I am trying to get OpenBLAS to compile for Power10. However, it seems OpenBLAS is defaulting to Power8 compilation, which is ~2x slower than the implementation for Power10 as it has MMA support for BLAS 3 routines like DGEMM.
I believe I have identified a prime suspect in julia/Make.inc which forces Power8 without any checks for higher processors:
# If we are running on powerpc64le or ppc64le, set certain options automatically
ifneq (,$(filter $(ARCH), powerpc64le ppc64le))
JCFLAGS += -fsigned-char
OPENBLAS_DYNAMIC_ARCH:=0
OPENBLAS_TARGET_ARCH:=POWER8
BINARY:=64
# GCC doesn't do -march= on ppc64le
MARCH=
endif
I have tried overwriting OPENBLAS_TARGET_ARCH=POWER10 with the Make.user option as well as writing it into the make command without luck.
Looking at the logs generated for OpenBLAS shown the following with the above variable attempted to be overwritten (at juliabuild_dir/usr/logs/OpenBLAS/OpenBLAS.log.gz), it still says it is using POWER8
---> flags+=(TARGET=POWER8)
The following code snippet appears in the log file (from the OpenBLAS source? can’t find it), but also seems to another problem as the last elif is setting TARGET=POWER8 without higher processor checks
# On Intel and most aarch64 architectures, engage DYNAMIC_ARCH.
# When using DYNAMIC_ARCH the TARGET specifies the minimum architecture requirement.
if [[ ${proc_family} == intel ]]; then
flags+=(DYNAMIC_ARCH=1)
# Before OpenBLAS 0.3.13, there appears to be a miscompilation bug with `clang` on setting `TARGET=GENERIC`
# As that is the case, we're just going to be safe and only use `TARGET=GENERIC` on 0.3.13+
if [ ${version_patch} -gt 12 ]; then
flags+=(TARGET=GENERIC)
else
flags+=(TARGET=)
fi
elif [[ ${target} == aarch64-* ]] && [[ ${bb_full_target} != *-libgfortran3* ]]; then
flags+=(TARGET=ARMV8 DYNAMIC_ARCH=1)
# Otherwise, engage a specific target
elif [[ ${bb_full_target} == aarch64*-libgfortran3* ]]; then
# Old GCC versions, with libgfortran3, can't build for newer
# microarchitectures, let's just use the generic one
flags+=(TARGET=ARMV8)
elif [[ ${target} == arm-* ]]; then
flags+=(TARGET=ARMV7)
elif [[ ${target} == powerpc64le-* ]]; then
flags+=(TARGET=POWER8)
fi
Grabbing one of the compiled BLAS routines from the log, we can see that -mcpu=power8 -mtune=power8 was used.

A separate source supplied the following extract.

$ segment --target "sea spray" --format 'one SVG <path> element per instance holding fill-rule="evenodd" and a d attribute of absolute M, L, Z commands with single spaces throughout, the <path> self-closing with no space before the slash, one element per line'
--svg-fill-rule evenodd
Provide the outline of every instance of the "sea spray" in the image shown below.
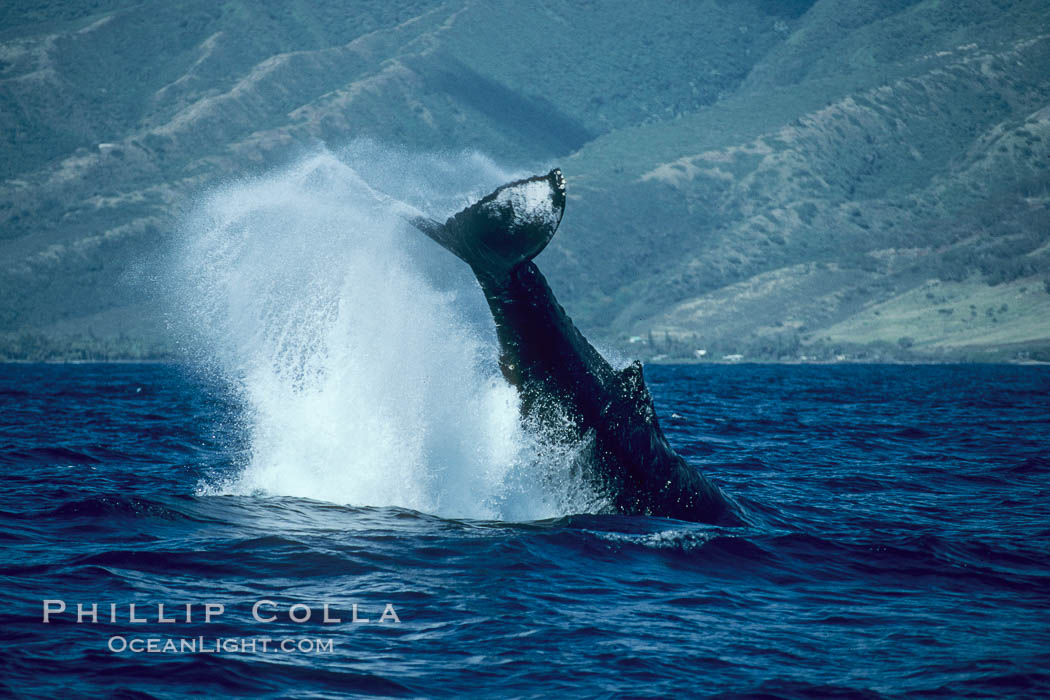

cc -O2 -DMAX_STACK_ALLOC=2048 -fopenmp -Wall -m64 -DF_INTERFACE_GFORT -fPIC -DSMP_SERVER -DUSE_OPENMP -DNO_WARMUP -DMAX_CPU_NUMBER=512 -DMAX_PARALLEL_NUMBER=1 -DBUILD_SINGLE=1 -DBUILD_DOUBLE=1 -DBUILD_COMPLEX=1 -DBUILD_COMPLEX16=1 -DVERSION=\"0.3.20\" -mcpu=power8 -mtune=power8 -mvsx -fno-fast-math -DUSE_OPENMP -fopenmp -UASMNAME -UASMFNAME -UNAME -UCNAME -UCHAR_NAME -UCHAR_CNAME -DASMNAME=saxpy -DASMFNAME=saxpy_ -DNAME=saxpy_ -DCNAME=saxpy -DCHAR_NAME=\"saxpy_\" -DCHAR_CNAME=\"saxpy\" -DNO_AFFINITY -I.. -I. -UDOUBLE -UCOMPLEX -c axpy.c -o saxpy.o
Another option that looked promising was using MCPU=power10 in Make.user because of this snippet in julia/Make.inc
# Set MCPU-specific flags
ifneq ($(MCPU),)
CC += -mcpu=$(MCPU)
CXX += -mcpu=$(MCPU)
FC += -mcpu=$(MCPU)
JULIA_CPU_TARGET ?= $(MCPU)
endif
However, this caused a error with corecompiler.jl at build-time since it didn’t recognize power10 as a valid CPU option since JULIA_CPU_TARGET is used in julia/sysimage.mk. MARCH=power10 isn’t possible with PowerPC as it isn’t used in GCC for some reason.
Lastly, there is one patch that I found that may do something for OpenBLAS’ makefile, but I have no idea how to use it or if it took affect: julia/deps/patches/openblas-ofast-power.patch
Am I miss anything or is this doomed to fail?